El segundo cuadro de San Mateo y el ángel es mucho más convencional. Amaga una broma, sin embargo. Para dar sensación de profundidad, el evangelista se arrodilla sobre un taburete, que hace como que sobresale del cuadro. A poco que nos fijemos, Caravaggio pintó a San Mateo justo antes de darse un tremendo batacazo por causa del ángel, pues el equilibrio del evangelista es poco menos que precario. Las bromas de Caravaggio abundan en sus cuadros romanos.

El primer San Mateo y el ángel fue a parar a Berlín en 1825 como parte de la colección Giustiniani. Sólo conservamos de ella una imagen en blanco y negro.

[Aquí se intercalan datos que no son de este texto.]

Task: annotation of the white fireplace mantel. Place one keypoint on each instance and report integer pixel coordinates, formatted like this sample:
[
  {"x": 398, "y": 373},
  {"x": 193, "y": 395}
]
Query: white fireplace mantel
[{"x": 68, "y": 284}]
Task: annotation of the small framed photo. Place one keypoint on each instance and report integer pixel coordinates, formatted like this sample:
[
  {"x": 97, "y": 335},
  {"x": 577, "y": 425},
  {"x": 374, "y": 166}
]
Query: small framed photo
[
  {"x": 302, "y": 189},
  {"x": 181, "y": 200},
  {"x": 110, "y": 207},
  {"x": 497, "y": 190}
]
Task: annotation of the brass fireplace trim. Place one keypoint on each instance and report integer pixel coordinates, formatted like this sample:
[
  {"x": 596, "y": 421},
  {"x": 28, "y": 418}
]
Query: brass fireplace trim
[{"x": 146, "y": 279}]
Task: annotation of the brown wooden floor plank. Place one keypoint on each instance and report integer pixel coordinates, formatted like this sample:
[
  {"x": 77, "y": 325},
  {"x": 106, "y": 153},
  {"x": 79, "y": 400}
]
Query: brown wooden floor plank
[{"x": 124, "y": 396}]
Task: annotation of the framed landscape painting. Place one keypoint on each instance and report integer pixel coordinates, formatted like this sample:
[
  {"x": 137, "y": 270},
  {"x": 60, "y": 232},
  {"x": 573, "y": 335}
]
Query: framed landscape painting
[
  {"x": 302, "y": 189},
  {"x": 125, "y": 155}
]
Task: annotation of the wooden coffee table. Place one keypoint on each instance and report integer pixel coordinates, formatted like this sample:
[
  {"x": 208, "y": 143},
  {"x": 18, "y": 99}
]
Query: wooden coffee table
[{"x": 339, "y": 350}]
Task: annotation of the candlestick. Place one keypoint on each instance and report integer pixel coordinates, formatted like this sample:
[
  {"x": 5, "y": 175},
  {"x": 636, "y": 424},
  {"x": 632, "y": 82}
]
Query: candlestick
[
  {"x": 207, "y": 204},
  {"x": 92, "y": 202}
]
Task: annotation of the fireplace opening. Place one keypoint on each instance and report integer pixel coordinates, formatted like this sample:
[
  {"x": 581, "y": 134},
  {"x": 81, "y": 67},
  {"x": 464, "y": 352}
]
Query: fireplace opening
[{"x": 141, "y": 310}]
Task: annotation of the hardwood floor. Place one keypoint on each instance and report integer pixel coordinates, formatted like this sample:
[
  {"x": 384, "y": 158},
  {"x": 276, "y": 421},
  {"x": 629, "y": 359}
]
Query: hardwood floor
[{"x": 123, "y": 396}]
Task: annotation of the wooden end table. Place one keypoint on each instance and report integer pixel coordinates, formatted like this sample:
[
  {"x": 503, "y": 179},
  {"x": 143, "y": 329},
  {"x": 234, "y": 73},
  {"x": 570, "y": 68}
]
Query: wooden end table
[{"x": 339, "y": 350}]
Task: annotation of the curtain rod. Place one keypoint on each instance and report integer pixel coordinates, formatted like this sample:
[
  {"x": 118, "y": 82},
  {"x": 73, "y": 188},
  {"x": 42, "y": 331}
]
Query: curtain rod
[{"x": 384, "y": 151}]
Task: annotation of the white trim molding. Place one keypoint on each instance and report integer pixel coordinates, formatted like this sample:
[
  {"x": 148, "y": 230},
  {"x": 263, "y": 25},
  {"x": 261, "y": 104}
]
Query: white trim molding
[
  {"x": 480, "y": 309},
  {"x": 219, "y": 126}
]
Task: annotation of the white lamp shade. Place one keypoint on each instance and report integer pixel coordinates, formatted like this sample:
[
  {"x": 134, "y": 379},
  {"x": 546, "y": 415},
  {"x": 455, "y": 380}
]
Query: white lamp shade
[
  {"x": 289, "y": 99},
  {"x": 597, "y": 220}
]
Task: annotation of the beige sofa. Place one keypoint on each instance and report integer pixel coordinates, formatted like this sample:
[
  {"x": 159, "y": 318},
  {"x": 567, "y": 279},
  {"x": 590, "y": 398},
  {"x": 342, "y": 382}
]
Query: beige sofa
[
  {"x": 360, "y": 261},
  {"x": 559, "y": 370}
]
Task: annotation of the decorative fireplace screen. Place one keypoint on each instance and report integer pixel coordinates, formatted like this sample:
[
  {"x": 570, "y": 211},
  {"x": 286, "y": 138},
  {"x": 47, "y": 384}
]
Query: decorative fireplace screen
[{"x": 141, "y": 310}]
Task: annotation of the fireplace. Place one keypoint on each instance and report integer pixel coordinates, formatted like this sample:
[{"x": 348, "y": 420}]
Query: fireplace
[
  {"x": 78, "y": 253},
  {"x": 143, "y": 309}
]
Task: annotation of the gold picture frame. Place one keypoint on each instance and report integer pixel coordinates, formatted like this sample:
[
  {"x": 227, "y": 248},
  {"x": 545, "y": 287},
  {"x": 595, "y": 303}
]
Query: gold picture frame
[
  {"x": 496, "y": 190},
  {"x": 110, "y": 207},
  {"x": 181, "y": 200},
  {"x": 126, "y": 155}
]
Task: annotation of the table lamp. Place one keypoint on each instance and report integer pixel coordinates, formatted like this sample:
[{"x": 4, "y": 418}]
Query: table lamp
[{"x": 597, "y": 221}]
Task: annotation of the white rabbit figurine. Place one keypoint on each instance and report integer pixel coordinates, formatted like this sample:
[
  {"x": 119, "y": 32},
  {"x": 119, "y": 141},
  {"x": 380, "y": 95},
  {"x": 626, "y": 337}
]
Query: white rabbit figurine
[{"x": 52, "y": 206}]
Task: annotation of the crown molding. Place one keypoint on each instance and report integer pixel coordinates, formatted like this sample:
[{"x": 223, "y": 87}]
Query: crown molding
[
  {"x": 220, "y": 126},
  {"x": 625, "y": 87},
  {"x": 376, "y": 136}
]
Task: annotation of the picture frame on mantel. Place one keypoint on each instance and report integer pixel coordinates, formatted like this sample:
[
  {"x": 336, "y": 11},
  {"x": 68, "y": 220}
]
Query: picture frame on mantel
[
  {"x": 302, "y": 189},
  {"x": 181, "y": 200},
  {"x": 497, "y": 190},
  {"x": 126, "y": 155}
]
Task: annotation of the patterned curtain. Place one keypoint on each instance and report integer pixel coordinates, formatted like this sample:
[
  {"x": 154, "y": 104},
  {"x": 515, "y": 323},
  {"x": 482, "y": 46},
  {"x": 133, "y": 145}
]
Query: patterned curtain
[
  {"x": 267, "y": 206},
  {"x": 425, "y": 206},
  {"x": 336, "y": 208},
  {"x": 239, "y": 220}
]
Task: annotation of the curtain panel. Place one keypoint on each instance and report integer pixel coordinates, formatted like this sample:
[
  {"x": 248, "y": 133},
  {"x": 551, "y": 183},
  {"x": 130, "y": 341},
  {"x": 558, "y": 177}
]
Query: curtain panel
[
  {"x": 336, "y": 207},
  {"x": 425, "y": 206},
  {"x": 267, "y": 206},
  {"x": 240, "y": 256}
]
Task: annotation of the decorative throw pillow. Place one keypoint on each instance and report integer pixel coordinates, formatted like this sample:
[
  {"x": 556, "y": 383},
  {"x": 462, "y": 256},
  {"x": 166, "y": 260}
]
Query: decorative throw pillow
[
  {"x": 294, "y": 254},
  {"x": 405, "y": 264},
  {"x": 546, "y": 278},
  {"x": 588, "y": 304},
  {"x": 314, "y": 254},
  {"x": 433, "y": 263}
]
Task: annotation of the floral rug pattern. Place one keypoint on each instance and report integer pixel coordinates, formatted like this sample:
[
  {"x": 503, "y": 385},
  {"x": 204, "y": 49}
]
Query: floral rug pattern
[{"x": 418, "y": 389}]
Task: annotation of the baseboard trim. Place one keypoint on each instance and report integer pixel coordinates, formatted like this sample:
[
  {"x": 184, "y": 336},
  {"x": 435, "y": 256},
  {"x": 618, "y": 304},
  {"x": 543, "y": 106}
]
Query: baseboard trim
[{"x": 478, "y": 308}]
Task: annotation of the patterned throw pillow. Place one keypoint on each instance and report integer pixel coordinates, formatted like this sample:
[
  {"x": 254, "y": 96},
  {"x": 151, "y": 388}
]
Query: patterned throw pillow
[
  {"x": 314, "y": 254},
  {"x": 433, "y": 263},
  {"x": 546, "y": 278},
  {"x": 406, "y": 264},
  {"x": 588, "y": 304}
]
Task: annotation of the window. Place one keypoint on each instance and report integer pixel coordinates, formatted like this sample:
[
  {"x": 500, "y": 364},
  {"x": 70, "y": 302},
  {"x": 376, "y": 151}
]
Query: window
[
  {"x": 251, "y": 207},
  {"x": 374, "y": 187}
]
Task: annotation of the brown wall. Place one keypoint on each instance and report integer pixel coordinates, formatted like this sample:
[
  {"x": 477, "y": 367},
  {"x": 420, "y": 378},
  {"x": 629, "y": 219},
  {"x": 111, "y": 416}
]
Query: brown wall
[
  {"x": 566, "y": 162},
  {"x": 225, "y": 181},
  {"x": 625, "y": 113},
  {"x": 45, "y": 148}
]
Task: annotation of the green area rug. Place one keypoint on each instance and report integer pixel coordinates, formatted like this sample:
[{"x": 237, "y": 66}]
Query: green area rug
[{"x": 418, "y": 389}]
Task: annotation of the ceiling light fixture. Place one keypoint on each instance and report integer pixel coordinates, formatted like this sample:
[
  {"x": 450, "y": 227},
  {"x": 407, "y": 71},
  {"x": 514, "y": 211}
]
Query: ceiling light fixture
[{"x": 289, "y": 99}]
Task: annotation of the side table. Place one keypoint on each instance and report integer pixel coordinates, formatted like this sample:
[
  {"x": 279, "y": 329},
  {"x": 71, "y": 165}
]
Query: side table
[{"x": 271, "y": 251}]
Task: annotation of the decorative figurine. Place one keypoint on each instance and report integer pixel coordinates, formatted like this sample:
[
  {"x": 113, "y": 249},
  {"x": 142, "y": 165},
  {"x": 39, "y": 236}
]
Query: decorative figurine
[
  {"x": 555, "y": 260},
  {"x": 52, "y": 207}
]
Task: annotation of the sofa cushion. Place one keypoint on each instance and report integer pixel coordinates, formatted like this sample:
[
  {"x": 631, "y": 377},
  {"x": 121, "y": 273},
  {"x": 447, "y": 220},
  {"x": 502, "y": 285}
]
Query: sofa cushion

El 5 de mayo de 1945, un incendio arrasó la torre antiaérea de Friedrichshain, uno de los refugios de los museos berlineses. La lista de obras perdidas para siempre pone los pelos de punta: más de ocho mil piezas consideradas como antigüedades chinas, precolombinas o egipcias, estatuillas, vasos canopos, cerámica, sarcófagos, amuletos, una impresionante colección de vasos griegos, casi tres mil piezas de cristalería de valor excepcional, cuatrocientas de las mejores esculturas y bajorrelieves del Renacimiento, sin contar con los cuatrocientos diecisiete lienzos de la Gemäldegalerie (la Pinacoteca), demasiado grandes o demasiado delicados para ir a parar a las minas de sal donde se refugió el resto de la colección.

De la Pinacoteca se perdieron ciento cincuenta y ocho obras de la Escuela Italiana, entre las que destacan setenta y una pinturas de la colección Solly, diez de la colección Giustiniani y los grandes lienzos de las colecciones de los Lecchi y Hohenzollern. También, ochenta y nueve pinturas holandesas, cincuenta y cuatro flamencas y sesenta y siete pinturas alemanas. Entre éstas, obras de Fra Angelico, Luca Signorelli, Caravaggio, Rubens, Chardin, Zurbarán, Murillo, Reynolds y un larguísimo etcétera que parece que no se acaba nunca.

A decir de muchos, desde el punto de vista de la pérdida de obras de arte figurativas, el desastre de Friedrichshain sólo es comparable con el incendio del Palacio y el Alcázar de Madrid de 1734. Desde el punto de vista museístico, sólo el saqueo de los museos de Bagdad podría superarlo.

Todavía se desconocen las causas del incendio.